如何使用列表中包含的另一列中的单词创建 pandas 列
How to create a pandas column with words from another column, contained in a list
我想从 pandas 列的字符串中删除列表中指定的单词,并用它们构建另一个列。
这个例子的灵感来自问题
listing = ['test', 'big']
df = pd.DataFrame({'Title':['small test','huge Test', 'big','nothing', np.nan, 'a', 'b']})
df['Test_Flag'] = np.where(df['Title'].str.contains('|'.join(listing), case=False,
na=False), 'T', '')
print (df)
Title Test_Flag
0 small test T
1 huge Test T
2 big T
3 nothing
4 NaN
5 a
6 b
但是,如果我想用列表中已找到的实际单词代替“T”怎么办?
所以,有一个结果:
Title Test_Flag
0 small test test
1 huge Test test
2 big big
3 nothing
4 NaN
5 a
6 b
将 .apply
方法与自定义函数结合使用应该可以满足您的需求
import pandas as pd
import numpy as np
# Define the listing list with the words you want to extract
listing = ['test', 'big']
# Define the DataFrame
df = pd.DataFrame({'Title':['small test','huge Test', 'big','nothing', np.nan, 'a', 'b']})
# Define the function which takes a string and a list of words to extract as inputs
def listing_splitter(text, listing):
# Try except to handle np.nans in input
try:
# Extract the list of flags
flags = [l for l in listing if l in text.lower()]

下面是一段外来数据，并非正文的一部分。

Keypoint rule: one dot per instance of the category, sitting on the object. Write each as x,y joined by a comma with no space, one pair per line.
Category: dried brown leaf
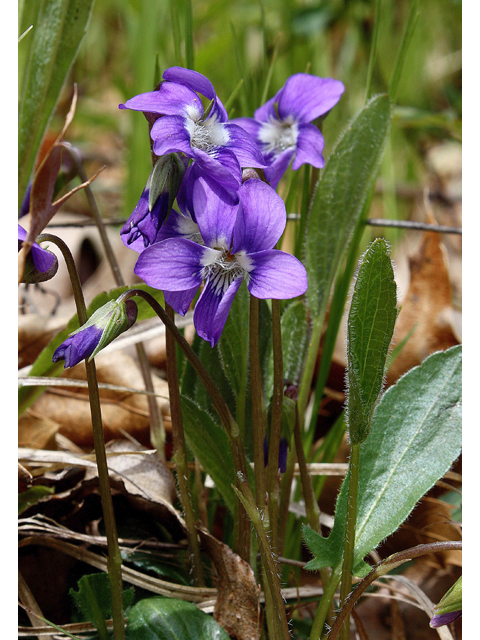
237,608
427,308
121,412
36,431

# If any flags were extracted then return the list
if flags:
return flags
# Otherwise return np.nan
else:
return np.nan
except AttributeError:
return np.nan
# Apply the function to the column
df['Test_Flag'] = df['Title'].apply(lambda x: listing_splitter(x, listing))
df
输出:
Title Test_Flag
0 small test ['test']
1 huge Test ['test']
2 big ['big']
3 nothing NaN
4 NaN NaN
5 a NaN
6 b NaN
7 smalltest ['test']
我想从 pandas 列的字符串中删除列表中指定的单词,并用它们构建另一个列。
这个例子的灵感来自问题
listing = ['test', 'big']
df = pd.DataFrame({'Title':['small test','huge Test', 'big','nothing', np.nan, 'a', 'b']})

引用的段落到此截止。